This is not simply a coincidence of market position and product segmentation. It is all a deliberate, controlled process that is repeatable. Most importantly, other businesses can use all of these concepts to also get a repeatable, predictable process-controlled output.

To me, this is not boring or trivial at all. It is paramount to the success of the organization, and an important paradigm shift for all American business. This is something you need to pay attention to. TQM, and more fundamentally Deming are things you should look into and understand, because they are more correct and provable than your standard run-of-the-mill boring old business theory. Even software companies can reap the rewards in process theory and management theory.

The secret of this successful company is actually different, and it's on a high level. You can't just reduce it because you don't like the high level part. Pay attention.


I liked your post.

"Asking for details about this is like asking what type of screws were used on the Space Shuttle and claiming that's why it actually got to space."

One interesting interpretation is if you focus on failure, you'll focus on how the shuttle failed to get into space one time because the elastomer in a solid booster joint was required for political reasons because the segments needed to be shippable, and the specific elastomer had acceptable to excellent high temperature performance but epic failure at cool outside temperatures.

So if you fixate on failure, the way you "fix" Walmart, or America in general, is by copying one or a couple small details, like the painting scheme at Costco or the peculiarities of their payroll system or something. If on the other hand you fixate on success, then an analysis looks a heck of a lot like your post, more or less.

Or more generally, you fail because of details, but you succeed because of bigger issues, like using TQM Deming or other paradigms.

Flailing about for better numbers works in a sea of incompetence, but usually doesn't work if your competitors actually know what they're doing...


Ah, I see what you're saying.

The point of TQM, or Deming, is not to focus on failure or success, in fact, but on process. The process is supposed to account for all the details.

The reason the Space Shuttle didn't fall apart at every single joint was due to engineering and construction process-based quality control. This is the same, but extended to business.

The point is to fixate on the process, not the success or failure, and not to do it piecemeal. Implement process at all levels.

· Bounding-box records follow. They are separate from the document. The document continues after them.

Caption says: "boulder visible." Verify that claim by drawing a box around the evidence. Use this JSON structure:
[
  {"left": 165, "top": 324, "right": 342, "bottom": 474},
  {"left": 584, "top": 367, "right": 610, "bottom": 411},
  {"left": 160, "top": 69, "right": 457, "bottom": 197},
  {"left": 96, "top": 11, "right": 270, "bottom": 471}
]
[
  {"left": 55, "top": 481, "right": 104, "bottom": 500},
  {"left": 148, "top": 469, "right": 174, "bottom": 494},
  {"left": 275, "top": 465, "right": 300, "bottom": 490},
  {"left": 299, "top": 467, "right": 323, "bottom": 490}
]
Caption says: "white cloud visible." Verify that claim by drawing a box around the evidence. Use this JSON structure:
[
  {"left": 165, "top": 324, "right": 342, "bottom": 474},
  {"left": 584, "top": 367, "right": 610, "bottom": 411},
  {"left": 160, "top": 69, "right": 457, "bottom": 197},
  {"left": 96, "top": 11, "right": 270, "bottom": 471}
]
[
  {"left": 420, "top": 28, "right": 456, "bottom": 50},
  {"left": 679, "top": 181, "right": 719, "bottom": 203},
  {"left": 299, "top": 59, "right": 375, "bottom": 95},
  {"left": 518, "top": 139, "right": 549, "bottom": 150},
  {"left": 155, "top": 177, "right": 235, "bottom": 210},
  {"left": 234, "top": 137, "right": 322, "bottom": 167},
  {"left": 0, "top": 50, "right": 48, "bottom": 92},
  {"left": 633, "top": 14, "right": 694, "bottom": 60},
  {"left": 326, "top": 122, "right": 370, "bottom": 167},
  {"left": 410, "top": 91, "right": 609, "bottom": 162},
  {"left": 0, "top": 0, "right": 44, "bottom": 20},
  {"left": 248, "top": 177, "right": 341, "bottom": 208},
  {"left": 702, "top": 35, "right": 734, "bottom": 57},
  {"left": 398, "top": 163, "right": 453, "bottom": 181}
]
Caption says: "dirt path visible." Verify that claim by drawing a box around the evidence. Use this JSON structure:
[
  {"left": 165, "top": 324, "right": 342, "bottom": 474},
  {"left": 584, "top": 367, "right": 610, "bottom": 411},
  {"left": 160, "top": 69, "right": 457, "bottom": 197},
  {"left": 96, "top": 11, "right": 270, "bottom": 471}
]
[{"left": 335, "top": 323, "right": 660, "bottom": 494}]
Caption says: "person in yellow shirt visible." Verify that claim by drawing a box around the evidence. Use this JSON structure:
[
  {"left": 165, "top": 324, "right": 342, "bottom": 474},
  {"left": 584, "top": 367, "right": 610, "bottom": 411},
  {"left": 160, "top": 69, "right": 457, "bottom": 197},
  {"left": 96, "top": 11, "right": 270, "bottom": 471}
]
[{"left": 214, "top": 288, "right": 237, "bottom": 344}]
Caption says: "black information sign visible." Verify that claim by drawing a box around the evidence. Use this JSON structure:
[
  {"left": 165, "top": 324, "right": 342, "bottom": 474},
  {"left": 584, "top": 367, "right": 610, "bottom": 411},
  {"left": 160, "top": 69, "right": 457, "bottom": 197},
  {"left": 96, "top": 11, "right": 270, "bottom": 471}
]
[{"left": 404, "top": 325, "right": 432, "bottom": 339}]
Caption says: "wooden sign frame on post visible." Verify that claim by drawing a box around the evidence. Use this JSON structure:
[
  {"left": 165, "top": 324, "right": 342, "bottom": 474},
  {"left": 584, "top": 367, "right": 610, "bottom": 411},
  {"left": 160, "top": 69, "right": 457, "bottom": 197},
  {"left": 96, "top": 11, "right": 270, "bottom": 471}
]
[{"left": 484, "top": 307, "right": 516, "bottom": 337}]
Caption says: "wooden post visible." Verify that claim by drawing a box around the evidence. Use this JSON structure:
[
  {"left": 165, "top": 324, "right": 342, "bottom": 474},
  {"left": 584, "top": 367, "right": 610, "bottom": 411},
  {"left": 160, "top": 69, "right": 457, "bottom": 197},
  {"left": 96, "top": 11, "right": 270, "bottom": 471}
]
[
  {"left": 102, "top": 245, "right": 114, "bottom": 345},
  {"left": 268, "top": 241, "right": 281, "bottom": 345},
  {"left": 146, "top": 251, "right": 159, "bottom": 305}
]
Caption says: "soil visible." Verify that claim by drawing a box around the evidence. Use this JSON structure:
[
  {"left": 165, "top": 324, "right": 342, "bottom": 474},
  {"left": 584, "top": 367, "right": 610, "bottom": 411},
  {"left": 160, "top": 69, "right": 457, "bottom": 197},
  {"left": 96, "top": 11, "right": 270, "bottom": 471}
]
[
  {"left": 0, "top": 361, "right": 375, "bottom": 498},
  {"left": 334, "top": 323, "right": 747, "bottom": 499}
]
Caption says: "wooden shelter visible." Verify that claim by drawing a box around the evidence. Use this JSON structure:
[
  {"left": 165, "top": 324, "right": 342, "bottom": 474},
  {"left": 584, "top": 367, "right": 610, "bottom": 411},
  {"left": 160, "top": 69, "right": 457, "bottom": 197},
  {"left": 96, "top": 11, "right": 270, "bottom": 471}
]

Another example: the reason Japanese cars are such high quality (especially when compared to US manufacturers a few decades ago) is not due to just parts or engineering, but also fundamentally management style. Few US CEOs would reach this conclusion. This was Deming's fundamental point: the workforce is part of the process; every part is important to the end result.


I feel as if you meant to respond to someone else. McArdle's post didn't discuss MBAs at all, why or why not they might not be let into the club. The washington monthly article also doesn't discuss TQM.

You might be right about TQM. This may enable Costco to have an effective process. But neither article under discussion, nor the articles you cite, actually provide any useful information on this.

But yes, this is exactly what I'd love to see. A discussion on using statistics to improve transportation efficiency, details of quality control methods, etc. Those "boring" details are how you build a successful business. They just don't give good linkbait titles.


He was using an article to note that the sort of high-level strategy discussion was boring or not useful, and that he wanted to see more low-level details into how to run such a business.

However, thinking to those details, I believe that Walmart and Costco actually do a lot of similar things on that front, managing the supply chain and transportation extremely effectively. I think they've no doubt come to the same conclusions on those points. If you want to know them, you could go to any successful large-scale distributor and look at best practices, and I'm sure Walmart and Costco would also be great sources.

However, where costco differs, and where they are special and highly un-boring, is exactly what the original article is about. This is why I felt that asking for the level of detail McArdle requested was not a valid criticism of the article. I felt I was founded in responding to that point.


After reading the article I found the most important information of all:

Quote from Costco: "It cultivates employees who work the floor in its warehouses and sponsors them through graduate school."

So, the article could change the title to: Secret to Costco's success, hint, it doesn't pay market wages for MBAs by recruiting employees internally and paying for their education.

I honestly have no idea which strategy is more cost effective. I deeply respect companies who promote within over pulling from outside but it is clear that they value graduate business education or they wouldn't be paying for their employees to go to graduate school.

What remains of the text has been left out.